Kerry opens US Embassy in Cuba, anti-Castro dissidents are barred from the ceremony
Today, Secretary of State John Kerry raised the American flag over the US Embassy in Havana, Cuba, a historic moment for relations between the long estranged countries. Though this represents a major shift from the policies that kept Cuba disconnected from the US for decades, tensions still linger.
Anti-Castro dissidents, who have worked for years to overturn leader Fidel Castro's regime, were barred from attending the flag raising. Kerry will meet with them in a private meeting without press later today. This sparked outrage from US politicians like presidential candidate and Senator Marco Rubio, and New Jersey Democratic Senator Bob Mendez, both of whom are the sons of Cuban immigrants.
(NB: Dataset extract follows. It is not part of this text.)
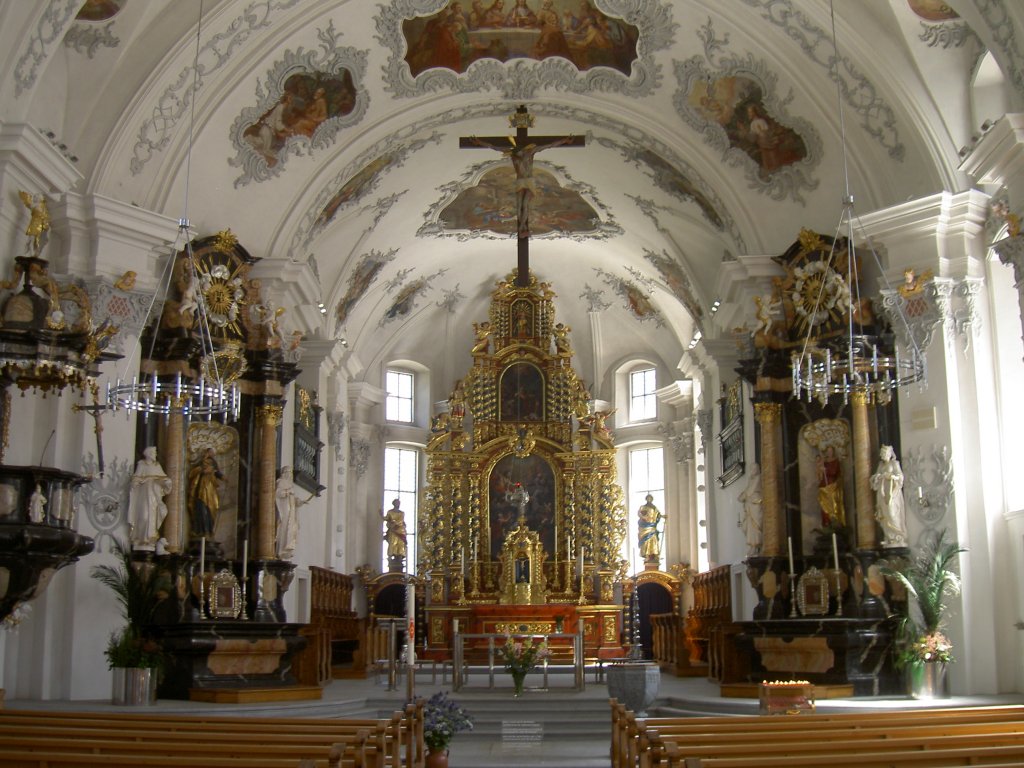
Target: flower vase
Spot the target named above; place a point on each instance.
(518, 678)
(436, 758)
(928, 680)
"Cuba's dissidents have fought for decades for the very Democratic principles President Obama claims to be advancing through these concessions. Their exclusion from this event has ensured it will be little more than a propaganda rally for the Castro regime," Rubio said.
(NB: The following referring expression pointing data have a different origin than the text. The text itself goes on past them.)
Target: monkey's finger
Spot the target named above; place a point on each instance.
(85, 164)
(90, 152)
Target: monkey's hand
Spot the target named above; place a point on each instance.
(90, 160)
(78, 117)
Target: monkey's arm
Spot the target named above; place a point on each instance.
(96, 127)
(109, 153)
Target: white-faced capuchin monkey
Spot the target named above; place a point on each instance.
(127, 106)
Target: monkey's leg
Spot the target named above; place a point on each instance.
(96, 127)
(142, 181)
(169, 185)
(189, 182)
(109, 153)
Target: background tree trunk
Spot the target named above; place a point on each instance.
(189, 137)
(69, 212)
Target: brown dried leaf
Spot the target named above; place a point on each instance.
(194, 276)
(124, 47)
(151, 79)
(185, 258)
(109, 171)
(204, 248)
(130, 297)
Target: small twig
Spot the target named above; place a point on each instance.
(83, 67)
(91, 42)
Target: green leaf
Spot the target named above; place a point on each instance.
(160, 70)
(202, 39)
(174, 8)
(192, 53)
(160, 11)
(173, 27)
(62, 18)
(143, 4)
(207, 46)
The US government responded that there was limited space at the flag raising, and called the ceremony a "government-to-government moment".
Facts about US/Cuba relations:
Though President Obama has lifted some of the travel restrictions between the US and Cuba, the larger embargo of trade remains in effect. That must be lifted by Congress, which is unlikely under Republican leadership.
American tourism on the island is still banned, but the US Treasury Department has been liberal with its issuing of travel permits, allowing cruise lines like Carnival and Princess to set up trips to the island.